Ein bürokratisches Drama in fünf Akten.
Léonie Hagen, Philosophy, Politics & Economics
1. In einem fernen Land, noch gar nicht allzu lange her, sitzt Grossmutter Gertrud, einsam und allein auf dem Balkon. Es trübt nichts ihr Glück so sehr wie das Nachbarskind, so frech und klein, die Kunst des Radfahrens erst erlernend. Das dabei doch die Füsse stets von den Pedalen nimmt: Eine Banalität, doch wahrlich, die öffentliche Sicherheit ward in Gefahr. Ein Satz nur im Gesetzesbuch verrät – aha! – auch ein Gesetzesverstoss liegt vor. Obacht! Es lodert Grossmutters Blick vor Freude. Kurzerhand zurechtgemacht, eilt Trudchen aufs Gemeindeamt.
2. Der Duft von Tinte auf Papier, der adrette Sekretär, die Ordnung lässt das Herz nun höher schlagen. Bis, oh weh! – der junge Herr, höflich, doch bestimmt, darauf verweist, dass trotz des noblen Anliegens dies die falsche Stelle sei. Verdutzt nimmt Mütterchen ein Formular entgegen, eine Unterschrift, zu lösen ihr Problem. Die Tinte fliesst übers Papier, ein Name fein säuberlich gesetzt; unbeirrt verlässt Gertrude das Büro, macht sich auf zur nächsten Tür.
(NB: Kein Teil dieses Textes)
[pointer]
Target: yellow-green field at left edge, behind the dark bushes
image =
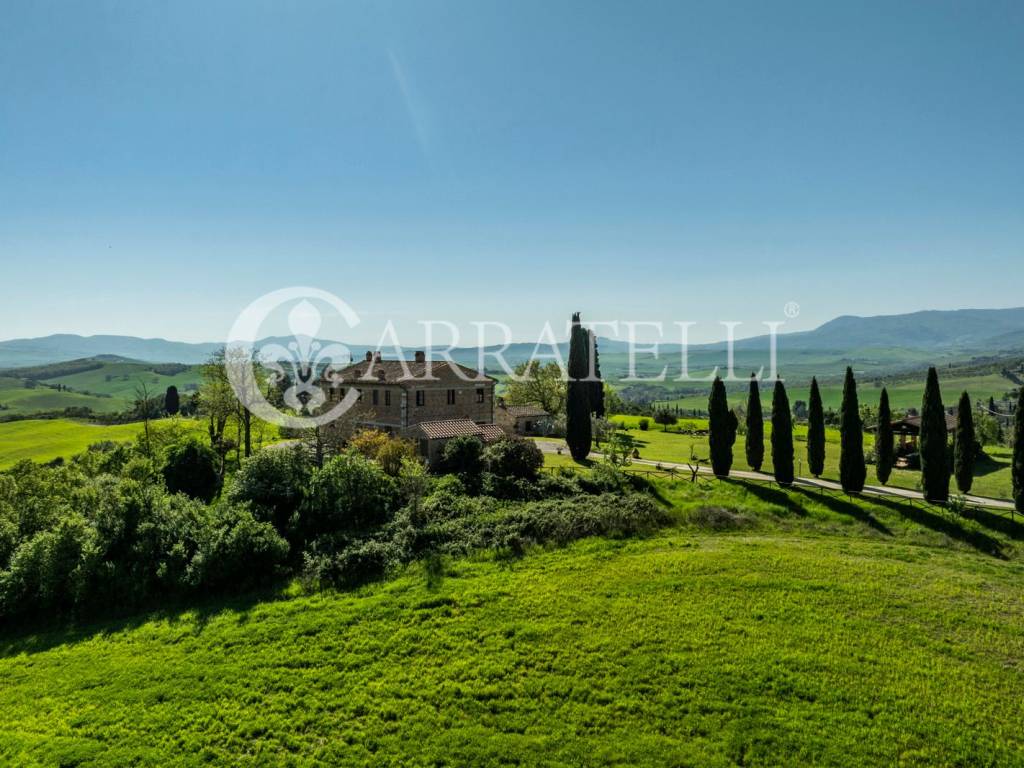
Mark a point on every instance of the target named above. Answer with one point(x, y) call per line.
point(45, 440)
3. Kurze Zeit nur muss sie warten, bis der Einlass ihr gewährt; es schlägt ihr ein stickiger Geruch entgegen. Die Spannung steigt, es folgt die trockene Replik: Wenn auch ihr Problem hier nicht angegangen werden könne, so sei dies im Büro im nächsten Stock der Fall. Zwei Formulare müsse sie ausfüllen, eine Bestätigung, dass dies ihr Anliegen sei. Eine Bearbeitungsgebühr sei zu entrichten, bescheiden, doch notwendig zum Erhalt der Dienste.
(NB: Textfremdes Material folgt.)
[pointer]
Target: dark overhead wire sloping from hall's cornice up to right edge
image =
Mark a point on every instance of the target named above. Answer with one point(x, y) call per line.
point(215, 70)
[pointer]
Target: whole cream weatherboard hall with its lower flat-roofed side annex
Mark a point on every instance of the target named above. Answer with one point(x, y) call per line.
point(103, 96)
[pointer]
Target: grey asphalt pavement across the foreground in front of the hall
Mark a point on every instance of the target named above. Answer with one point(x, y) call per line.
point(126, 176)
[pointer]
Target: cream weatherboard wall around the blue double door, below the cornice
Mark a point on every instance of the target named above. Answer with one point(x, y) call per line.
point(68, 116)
4. Schritt für Schritt erklimmet sie die Stufen, nur kurz zum Atmen sie verweilt; tritt schliesslich ein durchs hehre Tor. Die Luft ist dick, es stinkt nach Schweiss – es faucht eine Gestalt: Für Meldungen solcher Art sei niemand zuständig in diesem Haus. Spricht’s und nimmt Grossmutters Stäpelchen entgegen, zerreisst es in der Luft. Vor Trudchens fassungslosem Blick verdreht das Männlein nun die Augen, kehrt um und schmeisst den Drucker an. Es folgt ein Lageplan, ein Labyrinth von Treppen, wohin sie sich nun zu wenden habe. Die Bearbeitungsgebühr, ja bitte! Und schon findet sich Trudchen auf den Gängen wieder, stolpert die Stufen hoch hinauf; klopft hastig an die Türe und taumelt herein.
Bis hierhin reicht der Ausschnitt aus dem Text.